Great I see him. He looks so good in that uniform. God, the blue just goes really well with his dark eyes. Listen to me, I am turning into sap. Stop it, Mary.
His smiling eyes glaze over in concern when he sees me. Quickly he walks over to me.
"Mary, hey." He wraps his arms around me in a hug and I just melt into him. My knees almost give up.
"Hi. I'm sorry about showing up at school like this, but I had to see you."
He runs his hand along my cheek. "It's okay. I'm glad to see you."
"I really have to talk to you."
"What's wrong?"
"A lot. Can we to your house or something? I don't want to do this here in front of them."
"Yeah of course." He places his arm around my waist and leads me to his car. Like a gentleman he opens up the door for me and when I sit down he places a kiss on my forehead. I smile weakly at the gesture. It's stuff like that, that made me fall in love in him. I know I told him that I didn't want any of the cutesy stuff, but the only reason I didn't want that stuff was because it would make it too real. It would make it too hard for when it would have to end. And believe me, I didn't want it to end. Now more than ever that statement is true. It can't end.
The ride is silent on the way to his house. Alex understands that I just need to gather my thoughts. He looks over at me occasionally and tries to read me. He knows that something is up. He knows it's big too.
In his room with me sitting on his bed and him standing up he asks, "What's up Mary? You're scaring me."
I take a deep breath. "Okay well today was my great-grandmother's funeral and that's not that bad I mean she was like 90 or something, but anyway I got into a really big fight with my dad because, well, he told me that I can't see you anymore and that if I even looked at you I'll be sent to England to some boarding school.

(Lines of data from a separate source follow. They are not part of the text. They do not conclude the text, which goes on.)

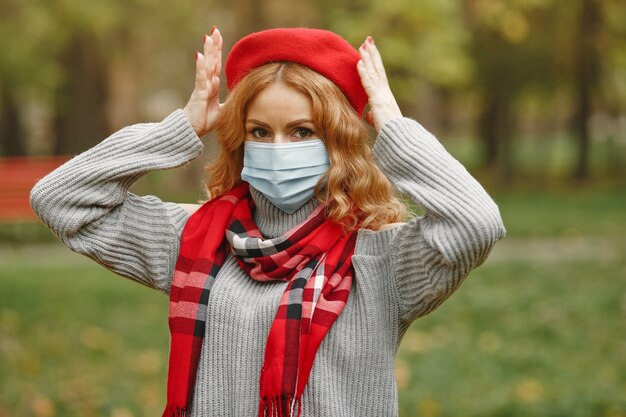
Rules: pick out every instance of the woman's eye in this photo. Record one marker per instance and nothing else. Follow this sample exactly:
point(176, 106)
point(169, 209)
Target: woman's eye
point(303, 132)
point(259, 132)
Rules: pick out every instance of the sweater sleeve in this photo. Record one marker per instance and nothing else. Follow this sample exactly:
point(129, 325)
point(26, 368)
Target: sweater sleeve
point(86, 202)
point(432, 254)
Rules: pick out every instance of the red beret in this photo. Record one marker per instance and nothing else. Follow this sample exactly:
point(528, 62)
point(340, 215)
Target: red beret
point(324, 52)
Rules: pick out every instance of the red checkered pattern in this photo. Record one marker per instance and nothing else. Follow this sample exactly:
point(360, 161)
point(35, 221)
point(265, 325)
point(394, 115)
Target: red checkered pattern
point(315, 258)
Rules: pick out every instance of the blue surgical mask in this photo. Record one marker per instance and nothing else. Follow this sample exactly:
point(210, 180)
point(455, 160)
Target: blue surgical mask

I don't get it! I mean come on. And then he's dictating to me that I have to go to Yale and I want to go to NYU, not Yale. I don't want to be like my parents."

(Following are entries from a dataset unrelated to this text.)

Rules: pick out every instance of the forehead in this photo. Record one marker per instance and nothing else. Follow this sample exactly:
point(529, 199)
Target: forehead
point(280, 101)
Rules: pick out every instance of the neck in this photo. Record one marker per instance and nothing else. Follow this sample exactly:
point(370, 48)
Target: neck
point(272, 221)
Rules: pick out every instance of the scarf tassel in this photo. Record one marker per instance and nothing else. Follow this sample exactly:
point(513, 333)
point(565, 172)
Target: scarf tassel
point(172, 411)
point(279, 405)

He doesn't say anything for a moment, almost like he's contemplating something. "I'm going to Stanford Mary."
"Wow."
"I know."
Genuinely I smile at him, "I'm really happy for you. I know you really wanted to go there."
"How did you know that?"
"You have that Stanford sweatshirt you wear, so I just assumed."
He nods. "Mare, I'm going to be 3,000 miles away."
"So?"
"Your dad has a point and I don't want you to have..."
"To have to what? Depend on you? Why are you letting him do this? God, you're just like them!" I yell. I can not believe what he is saying. I'm on my feet ready for a fight.
"I am not them," he insists.
"Yes you are. You're giving into them."
"Mary you're just going to end up hurt if we stay together. You'll be in England and I'll be in California. In the best case scenario you'll be here, but I still don't want to hurt you. Either way you're going to be hurt."
I groan, "You're not thinking straight right now. Alex Ryderstan would not say this. I mean you were the one that pushed this. You were the one that made me fall in love."
"I was the one that made you fall in love? What about you Mary? This isn't just my fault."
"Maybe it isn't, but if you hadn't kissed me that day then we never would have been in this situation! You screwed us all up. I was perfectly content being Mary Dugrey."
"Right you were content. That's all you were, you weren't happy."
"What does happiness have to do with anything? I'm no more happy than I was five months ago. In fact, you've only made it worse."
"You don't mean that," he says.
"Oh but I do."
With that I walk out of the room I had become so comfortable in. The room that I had actually become myself in. And the room that I realized everything was a lie.